How should I iteratively refine a MixtureDistribution?

Question

I am trying to find a stopping time for a randomized simulation such that say 95% of trials that will be successful will have already finished. I would like to do this by creating and then refining some representative distribution dist and then calling InverseCDF[dist, 0.95].

Some background

My simulation tests a variety of configurations to the same problem. Each configuration is essentially a set of parameters and for a given instance of the problem, each configuration is either mathematically plausible or not. Because of the complexity of the problem, I test each configuration with random simulation. When the simulation reaches a solution, it will terminate, but a simulation of a configuration that cannot be solved will run forever until it reaches a point where I kill it. Currently this kill point is a constant that I have chosen arbitrarily, but I would like to have this kill point move dynamically so that it does not kill many simulations that would eventually finish, but also does not waste too much time on configurations that have taken much longer than most successful configurations.

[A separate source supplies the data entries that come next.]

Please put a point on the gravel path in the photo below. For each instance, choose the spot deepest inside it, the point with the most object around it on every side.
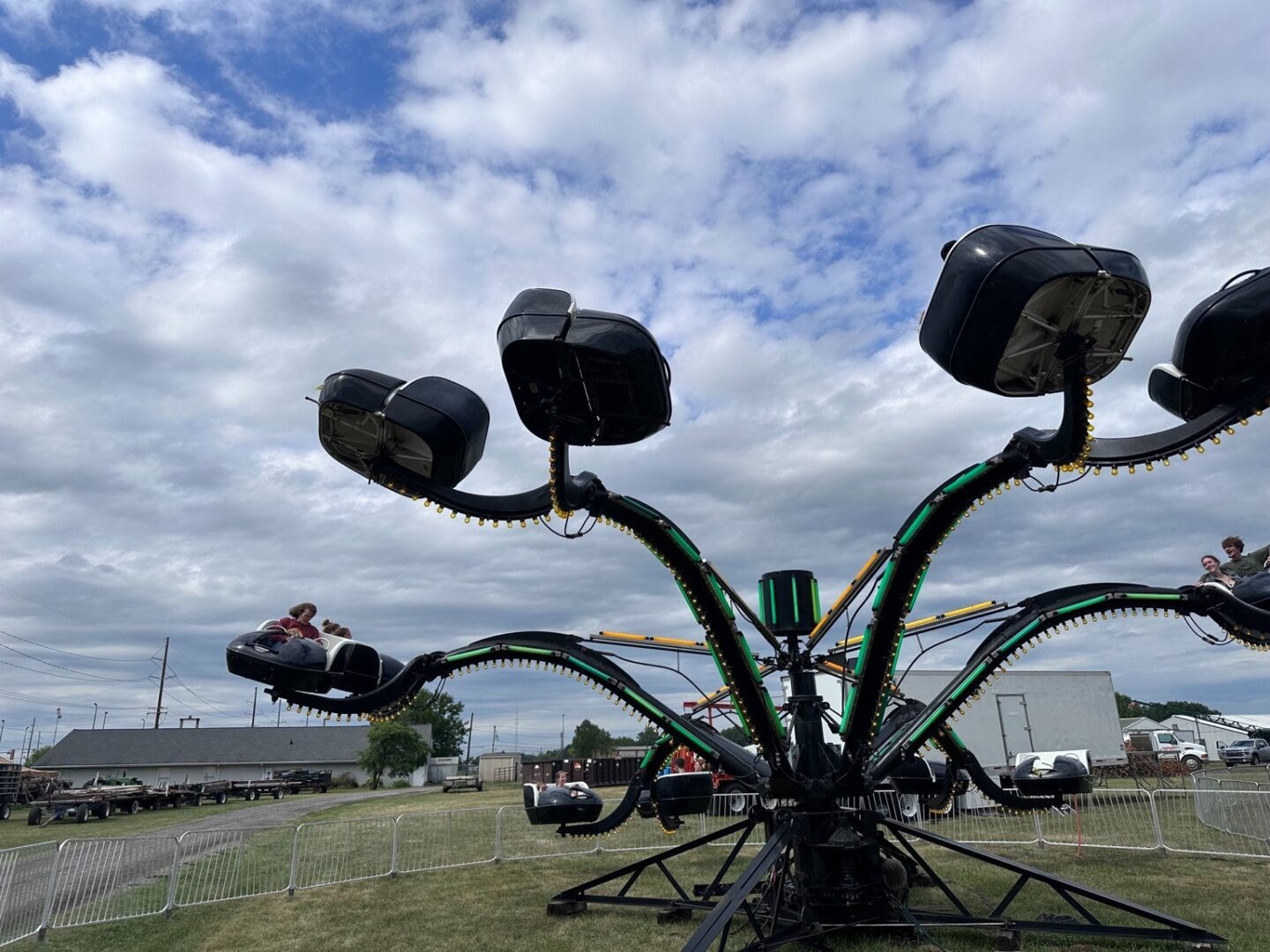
(283, 813)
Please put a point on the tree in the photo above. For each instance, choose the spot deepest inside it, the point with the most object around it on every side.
(392, 747)
(1125, 706)
(446, 718)
(1160, 710)
(591, 740)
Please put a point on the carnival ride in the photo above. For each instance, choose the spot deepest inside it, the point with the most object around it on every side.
(1016, 312)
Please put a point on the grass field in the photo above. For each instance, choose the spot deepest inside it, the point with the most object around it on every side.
(502, 905)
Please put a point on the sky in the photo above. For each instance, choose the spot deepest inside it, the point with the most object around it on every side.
(208, 207)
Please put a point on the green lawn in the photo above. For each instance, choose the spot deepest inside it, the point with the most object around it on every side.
(502, 905)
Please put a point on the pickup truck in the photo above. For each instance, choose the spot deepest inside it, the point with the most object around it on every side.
(1254, 750)
(1166, 746)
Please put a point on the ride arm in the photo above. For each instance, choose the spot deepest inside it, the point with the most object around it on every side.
(1041, 616)
(710, 607)
(900, 584)
(565, 654)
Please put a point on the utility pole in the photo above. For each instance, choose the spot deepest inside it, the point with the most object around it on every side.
(163, 677)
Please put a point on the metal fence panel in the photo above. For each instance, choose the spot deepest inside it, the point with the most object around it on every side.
(519, 839)
(26, 876)
(1214, 822)
(1105, 819)
(101, 880)
(219, 865)
(442, 841)
(342, 851)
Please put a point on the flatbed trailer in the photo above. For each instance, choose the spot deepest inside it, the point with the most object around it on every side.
(254, 790)
(100, 802)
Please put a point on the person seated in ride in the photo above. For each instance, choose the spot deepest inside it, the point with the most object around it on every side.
(563, 782)
(340, 631)
(297, 621)
(1241, 565)
(1213, 573)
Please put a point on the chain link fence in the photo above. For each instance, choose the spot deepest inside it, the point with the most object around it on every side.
(75, 882)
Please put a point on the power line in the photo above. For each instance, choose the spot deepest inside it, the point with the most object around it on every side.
(72, 654)
(57, 611)
(60, 666)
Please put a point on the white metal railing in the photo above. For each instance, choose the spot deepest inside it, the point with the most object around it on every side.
(231, 865)
(49, 886)
(26, 874)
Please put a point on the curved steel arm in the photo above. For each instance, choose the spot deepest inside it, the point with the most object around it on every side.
(531, 504)
(712, 609)
(1154, 447)
(900, 582)
(1042, 614)
(553, 651)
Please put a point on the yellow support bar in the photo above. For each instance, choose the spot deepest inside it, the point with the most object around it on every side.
(915, 628)
(653, 640)
(764, 671)
(848, 591)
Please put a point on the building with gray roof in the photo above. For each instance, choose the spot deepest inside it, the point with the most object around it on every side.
(198, 755)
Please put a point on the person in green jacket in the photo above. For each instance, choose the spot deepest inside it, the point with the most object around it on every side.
(1244, 565)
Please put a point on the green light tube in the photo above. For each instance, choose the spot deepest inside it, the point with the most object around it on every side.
(915, 524)
(592, 672)
(969, 678)
(461, 655)
(927, 723)
(846, 709)
(883, 583)
(1021, 635)
(661, 715)
(917, 588)
(684, 544)
(689, 600)
(725, 603)
(964, 478)
(1079, 606)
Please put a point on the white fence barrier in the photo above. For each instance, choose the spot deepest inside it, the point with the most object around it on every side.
(77, 882)
(26, 874)
(231, 865)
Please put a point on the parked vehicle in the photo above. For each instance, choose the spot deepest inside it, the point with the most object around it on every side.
(1165, 744)
(1254, 750)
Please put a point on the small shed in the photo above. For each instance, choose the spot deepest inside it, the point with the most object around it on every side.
(499, 766)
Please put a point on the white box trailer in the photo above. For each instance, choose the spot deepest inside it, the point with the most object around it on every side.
(1022, 711)
(1029, 711)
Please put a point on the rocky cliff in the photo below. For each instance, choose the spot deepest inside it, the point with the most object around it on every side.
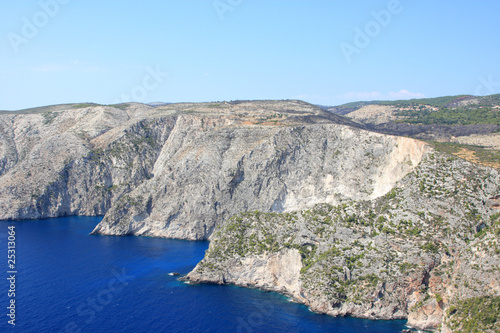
(417, 252)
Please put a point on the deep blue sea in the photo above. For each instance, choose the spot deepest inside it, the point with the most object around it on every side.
(70, 281)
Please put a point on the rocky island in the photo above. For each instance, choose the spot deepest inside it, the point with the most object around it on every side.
(343, 209)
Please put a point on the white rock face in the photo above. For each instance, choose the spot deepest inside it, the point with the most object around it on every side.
(180, 170)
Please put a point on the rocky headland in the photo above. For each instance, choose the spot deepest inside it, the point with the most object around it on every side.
(294, 198)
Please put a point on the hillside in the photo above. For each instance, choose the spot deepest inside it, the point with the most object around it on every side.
(469, 122)
(332, 210)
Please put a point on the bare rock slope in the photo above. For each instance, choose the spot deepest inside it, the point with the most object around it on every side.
(420, 252)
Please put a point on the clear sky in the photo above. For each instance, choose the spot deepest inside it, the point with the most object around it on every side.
(322, 51)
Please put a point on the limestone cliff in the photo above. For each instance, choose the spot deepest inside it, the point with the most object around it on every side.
(417, 252)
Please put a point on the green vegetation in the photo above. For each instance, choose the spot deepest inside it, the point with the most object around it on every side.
(478, 314)
(484, 156)
(48, 117)
(121, 106)
(467, 115)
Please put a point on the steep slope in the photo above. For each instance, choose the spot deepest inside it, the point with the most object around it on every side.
(427, 245)
(51, 163)
(210, 169)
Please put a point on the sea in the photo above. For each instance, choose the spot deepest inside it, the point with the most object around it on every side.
(63, 279)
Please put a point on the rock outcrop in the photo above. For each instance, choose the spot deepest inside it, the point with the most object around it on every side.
(418, 251)
(294, 199)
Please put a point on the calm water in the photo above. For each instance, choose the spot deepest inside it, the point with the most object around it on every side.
(69, 281)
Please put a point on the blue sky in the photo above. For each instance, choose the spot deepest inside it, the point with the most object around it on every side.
(324, 51)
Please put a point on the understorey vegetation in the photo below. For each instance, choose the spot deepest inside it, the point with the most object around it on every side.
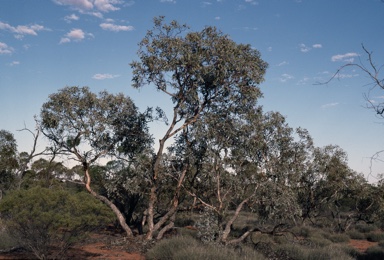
(226, 179)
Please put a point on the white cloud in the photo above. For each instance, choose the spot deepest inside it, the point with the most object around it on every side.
(5, 49)
(304, 48)
(282, 63)
(92, 7)
(70, 18)
(285, 77)
(116, 28)
(205, 4)
(348, 57)
(329, 105)
(346, 76)
(77, 4)
(107, 5)
(75, 35)
(14, 63)
(21, 30)
(303, 81)
(252, 2)
(104, 76)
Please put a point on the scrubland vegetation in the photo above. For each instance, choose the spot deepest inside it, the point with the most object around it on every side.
(227, 181)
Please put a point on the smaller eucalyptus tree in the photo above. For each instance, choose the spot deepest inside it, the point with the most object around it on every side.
(88, 127)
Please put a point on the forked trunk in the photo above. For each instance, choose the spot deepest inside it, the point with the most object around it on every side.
(109, 203)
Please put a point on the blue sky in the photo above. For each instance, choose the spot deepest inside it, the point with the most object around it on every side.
(46, 45)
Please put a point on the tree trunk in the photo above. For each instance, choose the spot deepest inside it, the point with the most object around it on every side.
(109, 203)
(227, 229)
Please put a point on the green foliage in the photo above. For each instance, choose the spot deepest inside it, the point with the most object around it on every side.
(40, 218)
(373, 253)
(375, 236)
(355, 234)
(298, 252)
(188, 248)
(8, 160)
(107, 123)
(6, 240)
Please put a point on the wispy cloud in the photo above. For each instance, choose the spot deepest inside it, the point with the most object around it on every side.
(5, 49)
(75, 35)
(92, 7)
(304, 48)
(70, 18)
(116, 28)
(252, 2)
(282, 63)
(285, 77)
(329, 105)
(14, 63)
(104, 76)
(347, 57)
(346, 76)
(21, 30)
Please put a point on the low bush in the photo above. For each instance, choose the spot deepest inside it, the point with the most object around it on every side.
(7, 242)
(375, 236)
(365, 228)
(188, 248)
(41, 218)
(373, 253)
(339, 238)
(297, 252)
(355, 234)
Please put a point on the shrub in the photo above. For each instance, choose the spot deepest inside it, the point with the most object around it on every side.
(40, 218)
(339, 238)
(329, 252)
(188, 248)
(166, 248)
(354, 234)
(365, 228)
(291, 251)
(373, 253)
(375, 237)
(6, 240)
(319, 241)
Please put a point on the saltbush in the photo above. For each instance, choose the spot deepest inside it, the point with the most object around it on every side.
(188, 248)
(375, 236)
(42, 218)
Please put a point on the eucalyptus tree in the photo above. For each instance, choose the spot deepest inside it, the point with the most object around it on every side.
(240, 161)
(199, 72)
(87, 127)
(8, 160)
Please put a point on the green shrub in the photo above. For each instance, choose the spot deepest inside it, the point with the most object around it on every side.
(329, 252)
(365, 228)
(373, 253)
(6, 240)
(339, 238)
(166, 248)
(318, 241)
(355, 234)
(188, 248)
(40, 218)
(291, 251)
(375, 237)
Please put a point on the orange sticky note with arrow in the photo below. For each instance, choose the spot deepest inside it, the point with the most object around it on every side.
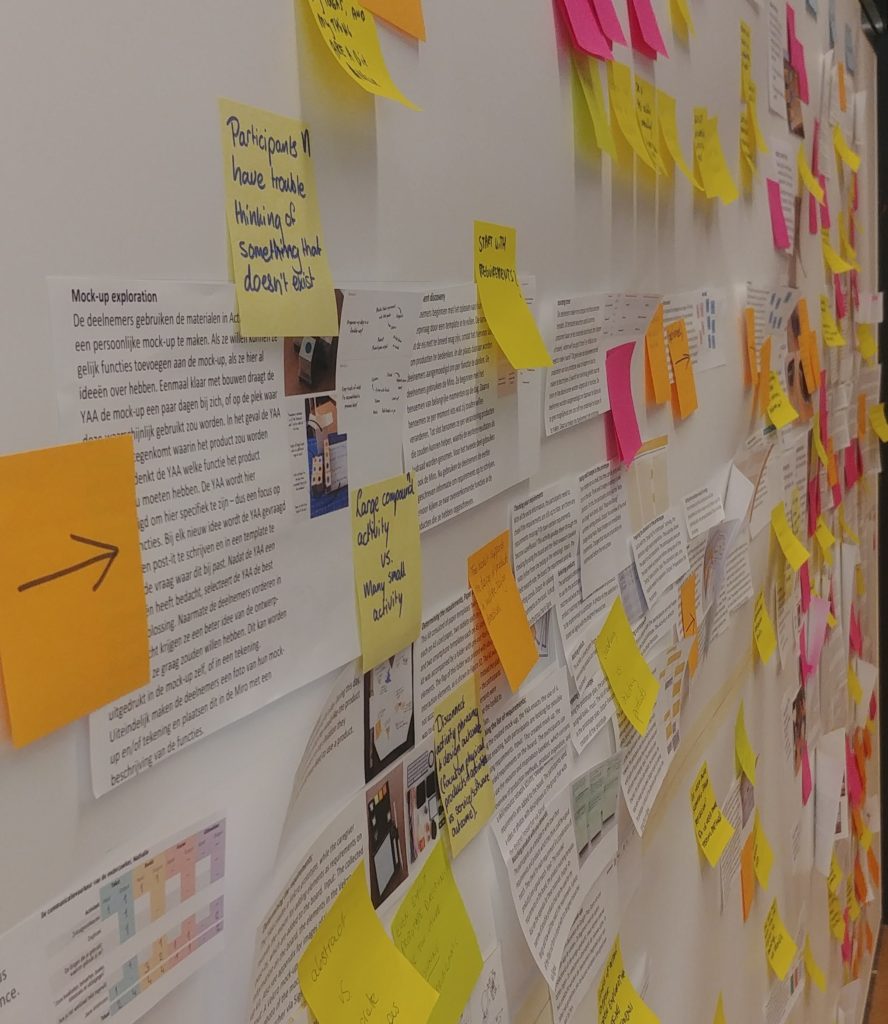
(73, 617)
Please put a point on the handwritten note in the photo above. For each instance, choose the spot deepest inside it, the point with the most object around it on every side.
(619, 1003)
(433, 931)
(712, 828)
(73, 620)
(633, 683)
(349, 34)
(494, 586)
(779, 948)
(387, 566)
(279, 256)
(350, 971)
(461, 756)
(505, 308)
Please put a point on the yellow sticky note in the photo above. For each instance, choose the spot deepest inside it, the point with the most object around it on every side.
(795, 552)
(351, 970)
(810, 182)
(717, 179)
(684, 386)
(780, 410)
(387, 566)
(779, 948)
(844, 151)
(880, 424)
(622, 95)
(763, 854)
(404, 14)
(590, 81)
(763, 629)
(832, 335)
(633, 683)
(826, 538)
(654, 351)
(493, 584)
(833, 259)
(813, 968)
(618, 998)
(669, 134)
(743, 748)
(505, 308)
(73, 619)
(434, 933)
(461, 754)
(712, 828)
(279, 256)
(349, 33)
(865, 342)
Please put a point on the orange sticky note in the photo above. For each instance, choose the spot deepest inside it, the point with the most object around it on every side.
(765, 376)
(684, 388)
(654, 353)
(73, 617)
(493, 583)
(404, 14)
(752, 370)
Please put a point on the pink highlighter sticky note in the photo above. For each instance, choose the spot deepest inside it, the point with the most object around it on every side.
(645, 19)
(585, 31)
(806, 774)
(618, 367)
(608, 20)
(778, 221)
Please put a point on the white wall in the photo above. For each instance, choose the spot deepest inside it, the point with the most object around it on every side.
(112, 165)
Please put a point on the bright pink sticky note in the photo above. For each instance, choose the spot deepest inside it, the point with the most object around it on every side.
(608, 20)
(778, 221)
(648, 29)
(585, 31)
(806, 774)
(618, 367)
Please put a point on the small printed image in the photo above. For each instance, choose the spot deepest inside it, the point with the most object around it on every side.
(328, 457)
(424, 810)
(385, 836)
(309, 361)
(593, 805)
(388, 716)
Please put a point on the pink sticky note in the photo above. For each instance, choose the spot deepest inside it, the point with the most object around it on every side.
(618, 366)
(608, 20)
(778, 221)
(806, 774)
(649, 30)
(585, 31)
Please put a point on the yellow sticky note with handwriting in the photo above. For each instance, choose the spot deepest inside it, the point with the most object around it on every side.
(794, 551)
(351, 970)
(780, 410)
(349, 32)
(712, 828)
(878, 421)
(387, 566)
(434, 933)
(763, 854)
(633, 683)
(779, 948)
(744, 749)
(494, 586)
(463, 771)
(618, 998)
(505, 308)
(763, 629)
(279, 256)
(813, 968)
(73, 619)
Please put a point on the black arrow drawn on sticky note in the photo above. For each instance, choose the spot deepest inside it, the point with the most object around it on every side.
(110, 552)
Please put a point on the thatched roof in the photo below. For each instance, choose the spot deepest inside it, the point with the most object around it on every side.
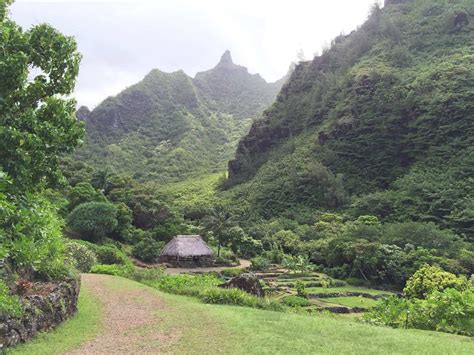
(186, 246)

I'd like a distribution that represents the expected stopping time of a randomly selected configuration. Unfortunately, the distribution of stopping times for any given configuration is not normal, different configuration will have a different distributions, and the same configuration in different instances of the problem will have a different distribution. This seems to mean that the distribution will need to be constructed on the fly during testing.

Using normal approximations do not come close to workable answers. Using a KernelMixtureDistribution does produce good results, however it does not seem easy to refine based on new data.

My plan

What I intend to do:

Do a few trials on a configuration, then if it is successful, create dist1 = KernelMixtureDistribution[len1]
Create a similar approximation dist2 for the next successful configuration
Merge these two distributions MixtureDistribution[{1,1}, {dist1,dist2}]
For each new successful trial, create an approximation and then mix the new distribution with the old one (weighting appropriately)

So:

Module[{stopT, cfg, failPoint, n = 0, dist, distNew, c = 0.95},
 Reap[Do[
    cfg = configs[[i]];
    stopT = Reap[Do[
        simulation[cfg, failPoint], {10}]][[2, 1]];
    If[Mean[stopT] < failPoint,  (*sim was sucessful*)
     n++;
     distNew = KernelMixtureDistribution[stopT];
     dist = MixtureDistribution[{n - 1, 1}, {dist, distNew}];
     failPoint = InverseCDF[dist, c]];
    Sow[{stopT, cfg}],
    {i, 1, Length[configs]}
    ]][[2, 1]]]

Mathematica does not simplify these distributions, so it turns out to be a nested mess that takes forever to do anything with after a just few successful trials have been mixed in.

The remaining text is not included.